GulfMark Offshore has received a non-binding, unsolicited proposal from Harvey Gulf to combine the companies through a merger in which GulfMark would acquire Harvey Gulf, with the combined company remaining publicly listed.
Pursuant to the Harvey Gulf proposal, GulfMark stockholders would own 41.2 per cent of the combined company.
Harvey Gulf emerged from bankruptcy on July 2, 2018, as a private company.
As previously announced, on July 16, GulfMark entered into a definitive agreement with Tidewater to combine the two companies. Under the terms of the all-stock agreement, GulfMark stockholders will receive 1.1 shares of Tidewater common stock for each share of GulfMark common stock they hold.
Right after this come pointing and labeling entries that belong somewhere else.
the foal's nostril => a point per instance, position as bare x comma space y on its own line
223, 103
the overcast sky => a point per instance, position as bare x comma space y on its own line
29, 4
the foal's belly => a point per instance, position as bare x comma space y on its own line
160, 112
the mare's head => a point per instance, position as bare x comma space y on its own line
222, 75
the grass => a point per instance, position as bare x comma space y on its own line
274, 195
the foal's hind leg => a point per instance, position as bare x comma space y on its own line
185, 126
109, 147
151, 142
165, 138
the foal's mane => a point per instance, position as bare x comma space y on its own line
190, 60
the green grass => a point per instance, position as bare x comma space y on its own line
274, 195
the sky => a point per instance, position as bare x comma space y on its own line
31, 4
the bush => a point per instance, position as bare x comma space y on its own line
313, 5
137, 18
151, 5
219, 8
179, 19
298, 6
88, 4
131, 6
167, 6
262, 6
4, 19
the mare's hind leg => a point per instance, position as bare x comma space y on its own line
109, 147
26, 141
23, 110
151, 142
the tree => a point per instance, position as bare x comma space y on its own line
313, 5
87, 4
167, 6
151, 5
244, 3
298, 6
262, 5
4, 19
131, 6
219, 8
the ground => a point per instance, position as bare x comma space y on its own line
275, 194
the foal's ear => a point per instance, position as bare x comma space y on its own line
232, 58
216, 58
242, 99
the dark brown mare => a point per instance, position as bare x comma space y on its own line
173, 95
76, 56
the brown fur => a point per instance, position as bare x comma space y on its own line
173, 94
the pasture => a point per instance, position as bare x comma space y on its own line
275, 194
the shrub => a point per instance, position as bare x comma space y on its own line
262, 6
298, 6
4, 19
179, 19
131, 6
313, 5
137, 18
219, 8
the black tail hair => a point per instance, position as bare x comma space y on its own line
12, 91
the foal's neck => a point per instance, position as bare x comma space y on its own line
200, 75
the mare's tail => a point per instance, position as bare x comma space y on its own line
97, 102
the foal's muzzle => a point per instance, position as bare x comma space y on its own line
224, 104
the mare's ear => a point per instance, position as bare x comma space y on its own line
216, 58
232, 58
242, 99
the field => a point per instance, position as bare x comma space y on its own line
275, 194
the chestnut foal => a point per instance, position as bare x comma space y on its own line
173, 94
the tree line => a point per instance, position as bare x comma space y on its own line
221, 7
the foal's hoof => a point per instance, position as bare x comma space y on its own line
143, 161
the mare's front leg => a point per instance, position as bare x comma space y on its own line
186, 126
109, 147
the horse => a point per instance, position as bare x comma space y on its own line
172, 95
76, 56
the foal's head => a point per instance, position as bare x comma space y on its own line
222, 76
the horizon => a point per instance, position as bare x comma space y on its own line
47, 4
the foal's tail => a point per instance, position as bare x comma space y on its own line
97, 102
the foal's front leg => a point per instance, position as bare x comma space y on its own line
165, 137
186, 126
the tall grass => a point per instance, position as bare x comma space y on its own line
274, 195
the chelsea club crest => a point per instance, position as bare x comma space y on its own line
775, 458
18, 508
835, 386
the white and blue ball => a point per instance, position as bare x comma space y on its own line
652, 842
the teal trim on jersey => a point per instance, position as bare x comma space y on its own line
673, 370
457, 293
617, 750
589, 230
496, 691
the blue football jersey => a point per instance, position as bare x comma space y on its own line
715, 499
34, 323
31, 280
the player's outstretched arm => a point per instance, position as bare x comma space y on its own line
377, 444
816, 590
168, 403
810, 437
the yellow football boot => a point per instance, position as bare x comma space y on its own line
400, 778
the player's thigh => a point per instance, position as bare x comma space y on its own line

Each GulfMark noteholder warrant will be automatically converted into the right to receive 1.1 Tidewater shares, subject to Jones Act restrictions on maximum ownership of shares by non-U.S. citizens. Concurrent with the closing, US$100 million of the existing GulfMark debt is expected to be repaid.
The GulfMark Board of Directors, with the assistance of outside financial and legal advisors, are reviewing the Harvey Gulf unsolicited proposal in a manner consistent with its fiduciary duties and in compliance with its obligations under its merger agreement with Tidewater.